A high profile case of such a camera incident was captured recently in Cleveland, OH. A school bus driver constantly noticed a driver pass them while they were stopped with there no passing sign and lights on. A camera was installed and the driver was caught in the act. The driver was appropriately punished.
Toll booths in need of revenue don’t rely on a toll booth operator to write down a license plate when a driver doesn’t pay. High tech high-resolution cameras snap a picture of front and back license plates as soon as it is realized that the toll was not paid. Toll skippers have gone as far as having a passenger ride on the tailgate in order to obscure the license plate. Although it may work this time, it is a dangerous move in order to save a few dollars.
The most helpful traffic camera, and the one capturing one of the most dangerous maneuvers, is the red light camera. Most systems are designed to start filming so to speak when the vehicle enters the intersection when the light is red, so there is no debate that the light was still yellow. A high-speed camera then snaps a picture of the car and license plate. Some states cannot surcharge the diver however since usually they can not be positively identified.
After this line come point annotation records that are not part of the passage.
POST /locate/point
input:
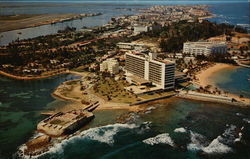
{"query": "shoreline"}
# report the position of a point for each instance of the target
(40, 20)
(204, 80)
(30, 78)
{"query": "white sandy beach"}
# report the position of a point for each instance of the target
(203, 79)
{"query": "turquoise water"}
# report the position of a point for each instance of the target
(234, 80)
(20, 105)
(205, 121)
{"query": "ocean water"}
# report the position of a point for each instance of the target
(20, 105)
(235, 81)
(232, 12)
(175, 130)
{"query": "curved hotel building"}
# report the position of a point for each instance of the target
(147, 67)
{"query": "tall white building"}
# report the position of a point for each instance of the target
(159, 72)
(131, 46)
(111, 65)
(204, 48)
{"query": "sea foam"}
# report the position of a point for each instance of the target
(160, 139)
(219, 145)
(180, 130)
(103, 134)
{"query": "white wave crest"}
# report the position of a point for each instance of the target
(217, 147)
(246, 120)
(102, 134)
(180, 130)
(160, 139)
(197, 142)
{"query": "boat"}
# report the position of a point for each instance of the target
(55, 128)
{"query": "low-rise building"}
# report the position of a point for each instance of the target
(204, 48)
(111, 65)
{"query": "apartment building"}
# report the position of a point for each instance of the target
(131, 46)
(111, 65)
(160, 72)
(204, 48)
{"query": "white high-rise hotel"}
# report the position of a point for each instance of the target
(159, 72)
(204, 48)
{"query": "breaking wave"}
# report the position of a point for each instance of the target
(198, 142)
(246, 120)
(103, 134)
(180, 130)
(219, 145)
(159, 139)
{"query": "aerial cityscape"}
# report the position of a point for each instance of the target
(124, 79)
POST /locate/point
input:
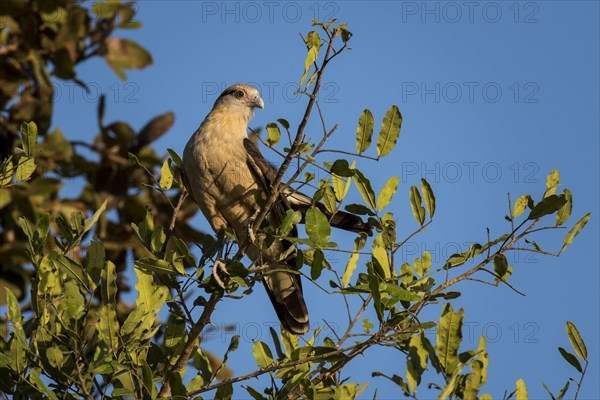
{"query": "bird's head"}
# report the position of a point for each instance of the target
(241, 99)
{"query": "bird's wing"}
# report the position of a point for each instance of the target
(264, 174)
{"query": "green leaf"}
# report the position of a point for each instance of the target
(521, 205)
(564, 212)
(273, 134)
(423, 264)
(359, 243)
(109, 326)
(89, 223)
(552, 182)
(415, 204)
(374, 289)
(416, 362)
(7, 172)
(224, 392)
(500, 265)
(367, 325)
(317, 264)
(576, 340)
(521, 392)
(29, 135)
(449, 337)
(25, 168)
(317, 227)
(406, 273)
(73, 269)
(548, 205)
(575, 231)
(291, 218)
(390, 130)
(386, 194)
(290, 342)
(571, 359)
(428, 196)
(166, 176)
(262, 354)
(313, 42)
(380, 254)
(125, 54)
(364, 131)
(365, 189)
(175, 157)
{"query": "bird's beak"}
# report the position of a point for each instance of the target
(258, 102)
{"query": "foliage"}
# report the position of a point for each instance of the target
(77, 339)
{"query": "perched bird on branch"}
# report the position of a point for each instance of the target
(225, 173)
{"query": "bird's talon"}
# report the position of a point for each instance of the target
(219, 267)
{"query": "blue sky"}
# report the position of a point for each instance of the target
(494, 95)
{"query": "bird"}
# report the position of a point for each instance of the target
(225, 174)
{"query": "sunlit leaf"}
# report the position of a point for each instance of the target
(29, 136)
(390, 130)
(564, 212)
(576, 340)
(575, 231)
(428, 197)
(317, 227)
(416, 205)
(449, 337)
(552, 182)
(386, 194)
(521, 205)
(166, 176)
(521, 392)
(364, 131)
(273, 134)
(549, 205)
(262, 354)
(365, 189)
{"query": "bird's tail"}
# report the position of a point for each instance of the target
(340, 220)
(285, 292)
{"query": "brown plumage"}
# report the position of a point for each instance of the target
(223, 171)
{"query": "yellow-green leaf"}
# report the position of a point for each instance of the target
(25, 169)
(273, 134)
(563, 214)
(552, 182)
(359, 243)
(125, 54)
(29, 137)
(390, 130)
(423, 264)
(262, 354)
(380, 254)
(576, 340)
(365, 189)
(575, 231)
(415, 204)
(317, 227)
(521, 392)
(364, 131)
(166, 176)
(386, 194)
(521, 205)
(7, 172)
(428, 197)
(449, 337)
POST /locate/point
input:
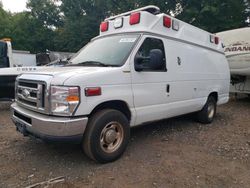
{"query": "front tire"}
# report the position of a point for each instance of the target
(107, 136)
(208, 112)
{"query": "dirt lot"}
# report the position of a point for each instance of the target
(173, 153)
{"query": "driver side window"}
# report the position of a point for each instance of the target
(151, 56)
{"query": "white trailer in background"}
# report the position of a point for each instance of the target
(237, 50)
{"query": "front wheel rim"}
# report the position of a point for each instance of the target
(111, 137)
(211, 111)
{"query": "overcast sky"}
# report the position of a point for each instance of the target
(14, 5)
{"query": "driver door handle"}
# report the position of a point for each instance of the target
(168, 88)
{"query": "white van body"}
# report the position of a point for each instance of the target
(237, 50)
(196, 68)
(23, 58)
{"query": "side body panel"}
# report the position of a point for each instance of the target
(192, 74)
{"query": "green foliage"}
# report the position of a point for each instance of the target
(67, 25)
(215, 15)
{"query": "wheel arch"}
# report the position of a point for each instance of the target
(119, 105)
(214, 94)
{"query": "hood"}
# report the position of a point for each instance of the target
(58, 75)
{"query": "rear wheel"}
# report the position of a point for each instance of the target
(208, 112)
(106, 136)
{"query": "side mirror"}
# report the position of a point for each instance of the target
(156, 59)
(153, 62)
(4, 59)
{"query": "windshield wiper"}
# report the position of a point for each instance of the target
(92, 63)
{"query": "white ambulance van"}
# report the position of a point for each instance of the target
(144, 66)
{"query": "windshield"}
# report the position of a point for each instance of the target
(108, 51)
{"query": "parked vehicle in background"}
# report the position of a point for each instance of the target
(237, 50)
(144, 66)
(16, 62)
(12, 63)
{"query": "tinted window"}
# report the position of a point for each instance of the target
(148, 45)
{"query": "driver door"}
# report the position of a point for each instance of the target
(150, 87)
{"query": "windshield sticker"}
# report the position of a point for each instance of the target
(128, 40)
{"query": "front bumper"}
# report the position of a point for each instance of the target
(48, 127)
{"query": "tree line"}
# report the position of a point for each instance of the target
(67, 25)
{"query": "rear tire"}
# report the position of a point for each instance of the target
(107, 136)
(208, 112)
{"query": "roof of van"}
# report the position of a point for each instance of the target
(152, 21)
(235, 35)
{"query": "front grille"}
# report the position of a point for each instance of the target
(22, 117)
(31, 94)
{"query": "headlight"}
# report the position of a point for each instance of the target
(64, 100)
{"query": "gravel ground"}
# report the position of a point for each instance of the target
(173, 153)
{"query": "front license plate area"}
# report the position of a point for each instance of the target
(21, 128)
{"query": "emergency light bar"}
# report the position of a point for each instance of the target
(151, 9)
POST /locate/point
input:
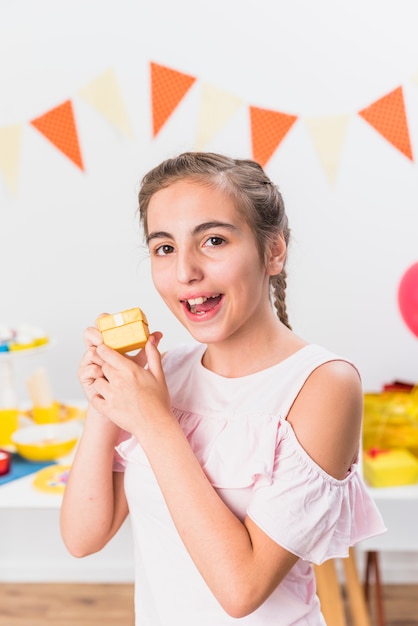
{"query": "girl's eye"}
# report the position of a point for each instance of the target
(215, 241)
(164, 250)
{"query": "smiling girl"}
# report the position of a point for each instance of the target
(236, 456)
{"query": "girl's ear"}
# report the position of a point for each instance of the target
(277, 255)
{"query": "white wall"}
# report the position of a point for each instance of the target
(70, 247)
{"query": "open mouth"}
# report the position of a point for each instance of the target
(202, 304)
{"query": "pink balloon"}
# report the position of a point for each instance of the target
(408, 298)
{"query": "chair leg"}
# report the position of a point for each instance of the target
(329, 593)
(355, 593)
(372, 564)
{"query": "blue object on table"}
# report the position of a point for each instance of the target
(20, 467)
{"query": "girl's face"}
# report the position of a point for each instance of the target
(205, 263)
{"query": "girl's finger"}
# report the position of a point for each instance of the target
(154, 358)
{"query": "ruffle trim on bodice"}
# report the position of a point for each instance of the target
(294, 501)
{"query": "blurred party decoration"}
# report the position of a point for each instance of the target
(328, 133)
(268, 129)
(217, 107)
(168, 88)
(58, 126)
(387, 115)
(104, 95)
(10, 145)
(408, 298)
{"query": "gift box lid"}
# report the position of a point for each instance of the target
(120, 319)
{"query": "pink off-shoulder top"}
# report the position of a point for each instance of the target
(238, 430)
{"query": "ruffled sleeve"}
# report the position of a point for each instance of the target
(307, 511)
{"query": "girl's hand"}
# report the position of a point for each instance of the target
(91, 364)
(131, 391)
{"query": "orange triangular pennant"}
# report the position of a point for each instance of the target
(168, 88)
(268, 129)
(387, 115)
(58, 126)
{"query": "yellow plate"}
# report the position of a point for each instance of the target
(52, 479)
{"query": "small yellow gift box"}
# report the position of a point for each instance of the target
(390, 468)
(125, 331)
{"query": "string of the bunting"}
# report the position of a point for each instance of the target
(268, 128)
(59, 126)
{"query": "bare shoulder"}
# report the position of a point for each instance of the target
(327, 415)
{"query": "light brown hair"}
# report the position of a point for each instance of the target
(246, 183)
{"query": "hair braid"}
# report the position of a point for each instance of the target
(251, 190)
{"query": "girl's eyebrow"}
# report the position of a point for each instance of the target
(161, 234)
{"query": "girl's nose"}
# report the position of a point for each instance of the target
(189, 268)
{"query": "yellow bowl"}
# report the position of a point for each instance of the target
(46, 442)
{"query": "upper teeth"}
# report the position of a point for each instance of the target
(200, 300)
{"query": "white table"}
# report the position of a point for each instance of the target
(31, 548)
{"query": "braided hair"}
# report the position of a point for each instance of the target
(251, 190)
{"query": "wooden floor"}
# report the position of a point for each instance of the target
(112, 605)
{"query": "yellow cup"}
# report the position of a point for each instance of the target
(9, 423)
(46, 414)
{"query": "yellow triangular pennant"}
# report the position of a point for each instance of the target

Strangely enough some states actually allow a second to go by after the light turns red before citing a violation. Several states have red light camera systems but some are also starting to repeal them. Although several studies tout the effectiveness of red light cameras, a countrywide trend has not taken place. Anti-red light camera activists cite legal and privacy issues against them, and they believe the cameras do not improve safety. Another controversy is that some believe certain municipalities install the cameras just to increase revenue and manipulate the yellow light time in order to get more red light runners thus more fines.
The newest high tech weapon against scoffers is the automated license plate scanner. A system scans license plates at sixty plates per second. The goal is to catch anything from an expired registration to a stolen car to a wanted fugitive. Perhaps one of the highest debated privacy issues since it tracks you regardless of what you are doing.
Studies show there really is no debate when it comes to the effectiveness of all of the mentioned traffic cameras. The problem boils down to manipulation by officials in order to increase revenue and privacy. Privacy is a big concern in the digital age. On purpose or not activities can frequently be caught on camera and the debate rages on as to what is private and what is public.